05/08/2015 02:20 par tsukuyomi

« on me disait qu’il était normal et juste qu’un entrepreneur gagne plus qu’un simple employé ».

Certainement pas. Est-ce que la rémunération se réduit à la simple fiche de paie ? C’est oublier le principe de base du capitalisme : la privatisation des moyens de production. L’entreprise appartient uniquement à l’entrepreneur et donc celui-ci est payé en espèce : son salaire, ainsi qu’en nature : son entreprise.

Si encore l’entreprise était partagée à part égale entre tous les travailleurs, celui qui travaille plus, gagne plus, ça pourrait encore se défendre. Mais je ne pense pas que vos amis pensait en toute sincérité au socialisme.

Une petite BD simple et efficace pour se représenter la chose :
http://www.autogestion.coop/spip.php?article82

En somme c’est le salarié qui paye on patron, c’est en travaillant que la salarié rembourse les traites du crédit de son patron pour qu’au final son patron soit entièrement propriétaire des moyens de production.

Il ne faut pas non plus oublier la nature du contrat de travail. En échange de la rémunération, l’employé est tenu d’effectuer un travail, et pas n’importe lequel, pas celui qu’il pense être le plus utile, non il fait le travail que son employeur lui ordonne de faire. C’est un contrat de subordination.

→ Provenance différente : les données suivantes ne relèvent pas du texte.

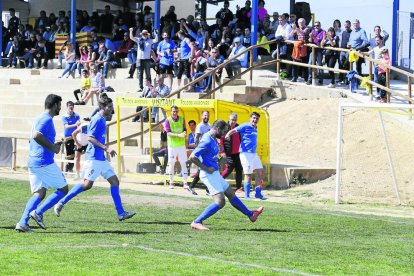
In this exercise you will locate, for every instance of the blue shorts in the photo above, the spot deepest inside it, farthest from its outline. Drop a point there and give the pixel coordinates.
(214, 182)
(45, 177)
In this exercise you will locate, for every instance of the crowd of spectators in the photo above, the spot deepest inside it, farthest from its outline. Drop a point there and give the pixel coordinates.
(186, 46)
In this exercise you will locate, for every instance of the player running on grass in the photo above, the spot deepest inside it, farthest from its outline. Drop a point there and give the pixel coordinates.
(248, 157)
(43, 171)
(96, 164)
(205, 157)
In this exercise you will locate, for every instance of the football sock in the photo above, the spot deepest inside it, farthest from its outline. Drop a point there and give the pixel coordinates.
(30, 206)
(238, 204)
(117, 200)
(258, 193)
(208, 212)
(246, 190)
(50, 202)
(77, 189)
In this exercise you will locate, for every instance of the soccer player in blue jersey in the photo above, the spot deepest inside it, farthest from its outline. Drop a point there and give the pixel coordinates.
(205, 157)
(43, 171)
(248, 156)
(96, 163)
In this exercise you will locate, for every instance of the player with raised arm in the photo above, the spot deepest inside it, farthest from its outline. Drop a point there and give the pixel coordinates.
(96, 163)
(43, 171)
(248, 156)
(205, 157)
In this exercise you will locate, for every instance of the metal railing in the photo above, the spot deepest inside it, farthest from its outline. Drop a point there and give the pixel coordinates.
(215, 86)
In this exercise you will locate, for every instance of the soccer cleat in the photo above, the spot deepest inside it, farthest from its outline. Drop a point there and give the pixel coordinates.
(247, 191)
(256, 214)
(258, 193)
(192, 191)
(38, 219)
(198, 226)
(58, 208)
(126, 215)
(23, 228)
(239, 191)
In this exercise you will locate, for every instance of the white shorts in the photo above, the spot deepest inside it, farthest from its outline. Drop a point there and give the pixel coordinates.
(250, 162)
(92, 169)
(214, 182)
(49, 176)
(181, 152)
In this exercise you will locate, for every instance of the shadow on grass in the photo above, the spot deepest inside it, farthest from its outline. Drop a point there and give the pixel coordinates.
(262, 230)
(118, 232)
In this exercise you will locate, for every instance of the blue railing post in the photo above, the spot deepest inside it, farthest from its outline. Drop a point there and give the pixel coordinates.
(254, 26)
(73, 22)
(395, 9)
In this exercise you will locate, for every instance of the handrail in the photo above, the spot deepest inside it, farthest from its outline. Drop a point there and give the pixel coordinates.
(250, 49)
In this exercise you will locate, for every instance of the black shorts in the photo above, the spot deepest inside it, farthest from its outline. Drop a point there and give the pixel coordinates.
(166, 69)
(81, 149)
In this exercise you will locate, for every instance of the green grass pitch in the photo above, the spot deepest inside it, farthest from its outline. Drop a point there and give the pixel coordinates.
(286, 239)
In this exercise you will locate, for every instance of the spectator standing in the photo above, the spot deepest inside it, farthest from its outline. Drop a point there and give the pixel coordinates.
(176, 133)
(106, 21)
(225, 14)
(243, 21)
(241, 61)
(378, 32)
(162, 151)
(358, 41)
(231, 151)
(14, 22)
(42, 21)
(343, 61)
(165, 51)
(331, 56)
(71, 121)
(159, 91)
(301, 35)
(200, 130)
(315, 37)
(275, 22)
(186, 48)
(143, 62)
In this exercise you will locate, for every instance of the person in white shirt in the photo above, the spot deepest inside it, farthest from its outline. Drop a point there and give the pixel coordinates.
(144, 43)
(241, 61)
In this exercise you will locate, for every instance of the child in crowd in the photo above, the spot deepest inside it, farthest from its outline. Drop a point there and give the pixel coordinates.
(382, 73)
(85, 85)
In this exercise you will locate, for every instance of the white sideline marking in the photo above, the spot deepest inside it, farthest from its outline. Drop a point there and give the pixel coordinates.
(357, 215)
(124, 245)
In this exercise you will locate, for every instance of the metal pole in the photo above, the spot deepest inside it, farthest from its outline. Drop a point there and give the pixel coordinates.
(14, 153)
(339, 156)
(370, 78)
(409, 95)
(395, 10)
(278, 60)
(313, 69)
(118, 134)
(251, 52)
(157, 10)
(254, 26)
(390, 159)
(387, 84)
(1, 35)
(73, 22)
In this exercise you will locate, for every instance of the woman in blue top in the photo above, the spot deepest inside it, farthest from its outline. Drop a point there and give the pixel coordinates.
(205, 157)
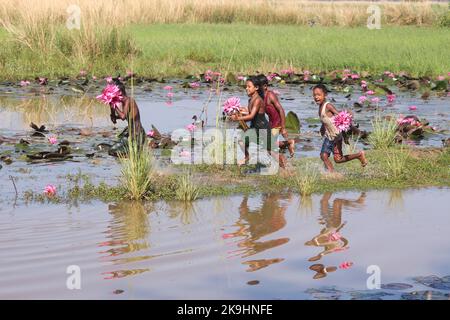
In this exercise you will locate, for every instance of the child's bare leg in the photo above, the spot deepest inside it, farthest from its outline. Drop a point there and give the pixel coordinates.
(326, 160)
(280, 158)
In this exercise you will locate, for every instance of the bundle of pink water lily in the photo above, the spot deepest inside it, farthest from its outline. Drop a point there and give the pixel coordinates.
(232, 105)
(111, 96)
(342, 121)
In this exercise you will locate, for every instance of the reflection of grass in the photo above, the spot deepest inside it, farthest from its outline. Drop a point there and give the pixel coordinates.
(423, 168)
(306, 180)
(187, 189)
(383, 133)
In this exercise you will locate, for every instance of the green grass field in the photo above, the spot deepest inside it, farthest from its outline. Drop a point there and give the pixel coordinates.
(183, 49)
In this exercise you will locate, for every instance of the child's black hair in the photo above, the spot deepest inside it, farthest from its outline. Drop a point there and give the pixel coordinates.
(257, 83)
(121, 86)
(321, 87)
(262, 79)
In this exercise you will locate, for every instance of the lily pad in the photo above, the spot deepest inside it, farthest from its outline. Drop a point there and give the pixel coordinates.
(396, 286)
(434, 282)
(425, 295)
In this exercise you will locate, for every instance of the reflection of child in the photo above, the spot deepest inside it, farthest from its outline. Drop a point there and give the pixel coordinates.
(333, 139)
(329, 238)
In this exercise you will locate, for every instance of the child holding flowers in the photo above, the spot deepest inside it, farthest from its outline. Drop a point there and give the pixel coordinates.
(333, 124)
(124, 108)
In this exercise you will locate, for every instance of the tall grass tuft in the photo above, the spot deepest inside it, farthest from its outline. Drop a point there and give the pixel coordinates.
(384, 131)
(306, 180)
(137, 168)
(187, 189)
(396, 161)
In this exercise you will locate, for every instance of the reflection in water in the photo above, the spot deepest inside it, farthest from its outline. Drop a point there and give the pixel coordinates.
(129, 232)
(255, 224)
(52, 110)
(184, 210)
(396, 199)
(305, 204)
(330, 238)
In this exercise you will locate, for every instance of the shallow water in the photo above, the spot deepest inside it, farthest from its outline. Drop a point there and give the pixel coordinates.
(257, 247)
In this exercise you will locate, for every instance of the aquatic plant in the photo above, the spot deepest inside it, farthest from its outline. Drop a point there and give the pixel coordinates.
(396, 162)
(50, 190)
(187, 189)
(384, 131)
(137, 169)
(111, 96)
(342, 121)
(231, 105)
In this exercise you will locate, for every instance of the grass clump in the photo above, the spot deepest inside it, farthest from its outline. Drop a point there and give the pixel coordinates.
(384, 131)
(137, 169)
(187, 189)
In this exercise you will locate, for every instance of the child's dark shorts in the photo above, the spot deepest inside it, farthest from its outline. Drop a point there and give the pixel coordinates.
(329, 146)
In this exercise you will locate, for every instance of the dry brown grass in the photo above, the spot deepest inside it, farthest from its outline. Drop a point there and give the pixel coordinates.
(118, 13)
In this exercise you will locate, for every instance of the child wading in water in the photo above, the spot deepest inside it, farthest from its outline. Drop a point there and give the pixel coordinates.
(256, 115)
(333, 138)
(129, 112)
(277, 121)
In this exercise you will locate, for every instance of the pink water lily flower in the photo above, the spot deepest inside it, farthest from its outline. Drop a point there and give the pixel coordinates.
(111, 96)
(271, 76)
(52, 140)
(231, 105)
(342, 121)
(363, 84)
(391, 98)
(184, 154)
(362, 99)
(346, 265)
(288, 72)
(194, 85)
(375, 100)
(334, 236)
(43, 81)
(50, 190)
(191, 127)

Donc pour résumé, l’employeur a un plus gros salaire, se fait rembourser les traites de son crédit par son salarié par l’intermédiaire de l’entreprise et possède une ou plus généralement plusieurs personnes à son service, devant exaucer les moindre de ses ordres.
Vu comme ça, je donnerais un plus gros salaire à l’employé.

05/08/2015 22:34 par Roger

On peut ajouter un argument de principe, même en restant dans le cadre économiciste :
Personne ne peut travailler 10 fois plus, être 10 fois plus compétent (qualifié, diplômé, efficace,expérimenté...et tout le tralala). Alors aucun travail ne peut valoir 10 fois plus qu’un autre, même ainsi réifié.
NB : le facteur 10 est pris ici par facilité et pour couper court à une "négociation" sur son niveau éventuellement acceptable. Le travail humain n’est pas commensurable, sauf par des conventions collectivement acceptées et en toute connaissance de son caractère non "essentiel" (pas par essence, mais par artifice).

06/08/2015 13:00 par M.T.

"l’employabilité" des gens c’est quand-même une terrible chose au vu des tous les abus qu’on connait.
Ce système "employeur- employés" est super infantilisant quand on y pense, un maître d’un côté et des travailleurs disciplinés de l’autre.
Je trouve très bien ces trop rares exemples encore où les gens sont co-gestionnaires, co-dirigeants de leur entreprise. Personne n’exploite personne, chacun apporte ce qu’il sait faire.
Et puis les revenus..... on les plafonne, et ainsi avec le temps on change les mentalités de course à l’argent.

08/08/2015 10:35 par Arthurin

Écrire un article sur ce thème sans parler de la propriété privée (lucrative), du rapport de subordination qui lie contractuellement l’employé à l’employeur, du fait que l’augmentation du temps de travail augmente mécaniquement la plus-value et de la baisse structurelle du taux de profit du système capitaliste, c’est pas neutre idéologiquement (ou synonyme d’importantes lacunes) ; prétendre qu’on ne peut distinguer la classe sociale des dominants, idem (à la louche tu prends les trois premiers déciles des patrimoines les plus importants, dont le premier possède la moitié du pays, et les deux autres la moitié de ce qui reste, et tu l’as la classe sociale).

le sens profond de son engagement envers les autres et envers lui-même

Là faut atterrir, l’objectif du système dans son ensemble (le « pourquoi de cette course ? ») est de faire du pognon au détriment des autres, tu parles s’ils ne l’ont pas réfléchit... et tu parles d’un engagement... merci bien, fallait pas :/

« organisation mutuelle des citoyens polyvalents et responsables »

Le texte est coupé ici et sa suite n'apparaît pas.